THREE DAYS AT CAMP DAVID

How a Secret Meeting in 1971 Transformed the Global Economy

by Jeffrey E. Garten

Pub Date: July 6th, 2021
ISBN: 978-0-06-288767-2
Publisher: Harper/HarperCollins

A densely detailed and highly charged account of the Nixon administration’s abandonment of the gold standard.

Scratch a certain kind of old-school conservative, and you’ll hit a nerve that’s still raw over the restructuring of U.S. currency to tie it to the open market and not to the fixed exchange rate linked to a government stockpile of gold.
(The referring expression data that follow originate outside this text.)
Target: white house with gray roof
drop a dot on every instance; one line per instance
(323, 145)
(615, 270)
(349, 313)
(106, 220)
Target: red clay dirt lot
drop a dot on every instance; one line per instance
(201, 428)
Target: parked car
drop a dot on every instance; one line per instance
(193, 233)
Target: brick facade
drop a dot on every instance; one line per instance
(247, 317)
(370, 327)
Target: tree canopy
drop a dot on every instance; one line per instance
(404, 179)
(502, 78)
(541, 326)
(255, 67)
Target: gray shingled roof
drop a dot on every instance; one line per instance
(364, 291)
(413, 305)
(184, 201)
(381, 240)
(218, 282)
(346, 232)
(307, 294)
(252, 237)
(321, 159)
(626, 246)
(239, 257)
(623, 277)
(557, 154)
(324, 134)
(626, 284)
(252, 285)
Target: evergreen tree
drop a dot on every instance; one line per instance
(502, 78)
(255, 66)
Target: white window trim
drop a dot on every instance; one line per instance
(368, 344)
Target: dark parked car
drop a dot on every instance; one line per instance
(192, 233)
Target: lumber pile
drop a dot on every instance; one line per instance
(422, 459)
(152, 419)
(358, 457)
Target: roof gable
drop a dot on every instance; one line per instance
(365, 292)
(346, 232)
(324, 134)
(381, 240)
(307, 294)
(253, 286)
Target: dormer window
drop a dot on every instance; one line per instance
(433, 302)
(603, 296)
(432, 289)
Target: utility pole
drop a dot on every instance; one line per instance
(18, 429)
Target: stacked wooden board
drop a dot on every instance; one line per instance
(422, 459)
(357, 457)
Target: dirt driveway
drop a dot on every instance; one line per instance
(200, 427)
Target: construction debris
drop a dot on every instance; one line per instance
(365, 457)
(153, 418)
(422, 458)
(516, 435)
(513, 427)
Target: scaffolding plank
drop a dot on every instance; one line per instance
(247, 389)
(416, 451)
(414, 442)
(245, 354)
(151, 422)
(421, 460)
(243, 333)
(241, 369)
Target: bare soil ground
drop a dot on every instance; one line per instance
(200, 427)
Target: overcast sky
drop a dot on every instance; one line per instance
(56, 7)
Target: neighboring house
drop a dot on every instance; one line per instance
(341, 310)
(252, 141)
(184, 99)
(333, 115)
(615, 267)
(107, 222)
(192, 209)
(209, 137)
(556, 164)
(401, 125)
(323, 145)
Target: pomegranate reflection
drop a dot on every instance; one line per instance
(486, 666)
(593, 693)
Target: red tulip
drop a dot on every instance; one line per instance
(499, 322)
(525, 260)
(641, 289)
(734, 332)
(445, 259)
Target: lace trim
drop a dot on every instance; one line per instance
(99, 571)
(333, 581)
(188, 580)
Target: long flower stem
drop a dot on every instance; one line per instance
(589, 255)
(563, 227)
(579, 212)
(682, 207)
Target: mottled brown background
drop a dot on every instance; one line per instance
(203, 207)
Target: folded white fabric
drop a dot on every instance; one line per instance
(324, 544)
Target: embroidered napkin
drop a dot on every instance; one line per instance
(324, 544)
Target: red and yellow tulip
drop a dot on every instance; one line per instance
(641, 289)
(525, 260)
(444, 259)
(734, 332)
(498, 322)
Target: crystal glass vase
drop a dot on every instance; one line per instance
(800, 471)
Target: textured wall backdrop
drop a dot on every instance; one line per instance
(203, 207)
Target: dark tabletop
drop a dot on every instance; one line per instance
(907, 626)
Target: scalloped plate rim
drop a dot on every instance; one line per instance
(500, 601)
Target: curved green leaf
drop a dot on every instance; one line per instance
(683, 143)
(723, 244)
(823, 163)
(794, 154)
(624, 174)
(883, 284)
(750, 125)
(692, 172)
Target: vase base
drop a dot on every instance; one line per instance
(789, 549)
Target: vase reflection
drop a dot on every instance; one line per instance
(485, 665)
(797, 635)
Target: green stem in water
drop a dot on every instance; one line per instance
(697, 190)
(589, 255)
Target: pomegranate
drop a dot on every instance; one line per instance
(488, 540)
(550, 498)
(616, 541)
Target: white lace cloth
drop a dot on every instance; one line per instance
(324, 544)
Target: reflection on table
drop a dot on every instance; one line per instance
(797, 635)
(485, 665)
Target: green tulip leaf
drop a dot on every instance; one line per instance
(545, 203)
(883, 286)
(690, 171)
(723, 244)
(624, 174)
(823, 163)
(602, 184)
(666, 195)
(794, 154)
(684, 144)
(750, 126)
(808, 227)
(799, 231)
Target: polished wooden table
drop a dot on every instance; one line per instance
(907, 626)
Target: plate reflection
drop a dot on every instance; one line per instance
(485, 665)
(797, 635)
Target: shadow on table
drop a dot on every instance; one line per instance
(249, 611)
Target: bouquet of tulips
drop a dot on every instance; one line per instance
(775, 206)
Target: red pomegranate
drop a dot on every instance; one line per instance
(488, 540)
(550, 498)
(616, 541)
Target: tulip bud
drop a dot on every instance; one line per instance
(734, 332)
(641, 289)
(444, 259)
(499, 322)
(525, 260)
Even Nixon himself wasn’t sold on the idea, though some of his economic advisers successfully argued that the fixed rate led to trade protectionism and discouraged international partners from developing the economic robustness that would allow them to shoulder their fair share of the burden of, say, maintaining NATO. By 1971, writes Garten, dean emeritus of the Yale School of Management, “the dollar–gold problem seemed too big and too complex, and no one was sure how to fix it without causing major global upheavals.” Hence the weekendlong secret meeting at Camp David that brought together economic strategists of varying ideological stripes. One was Arthur Burns, head of the Federal Reserve, once a strong Nixon ally who became dismayed by the president’s politicization of the economy. Though Nixon resisted Keynesian wage and price controls that some of those advisers would propound, he eventually realized “that only mandatory regulations would suffice.” While sometimes succumbing to the thick prose of the dismal science, Garten delivers incisive portraits of key players such as John Connally, secretary of the treasury; George Schultz, who “foreshadowed more than anyone else the Thatcher-Reagan revolution of extensive deregulation that was less than a decade away”; and Pete Peterson, who “captured Nixon’s attention by focusing on the decline of U.S. competitiveness and the measures necessary to reverse the nation’s deteriorating position.” In the end, although it meant that the U.S. acknowledged that it was not the sole arbiter of the world economy and surrendered some political power as well, the Camp David meeting and restructuring of the economy was “an impressive achievement.”

Fiscal and monetary policy wonks will admire Garten’s skillful narrative and thorough research.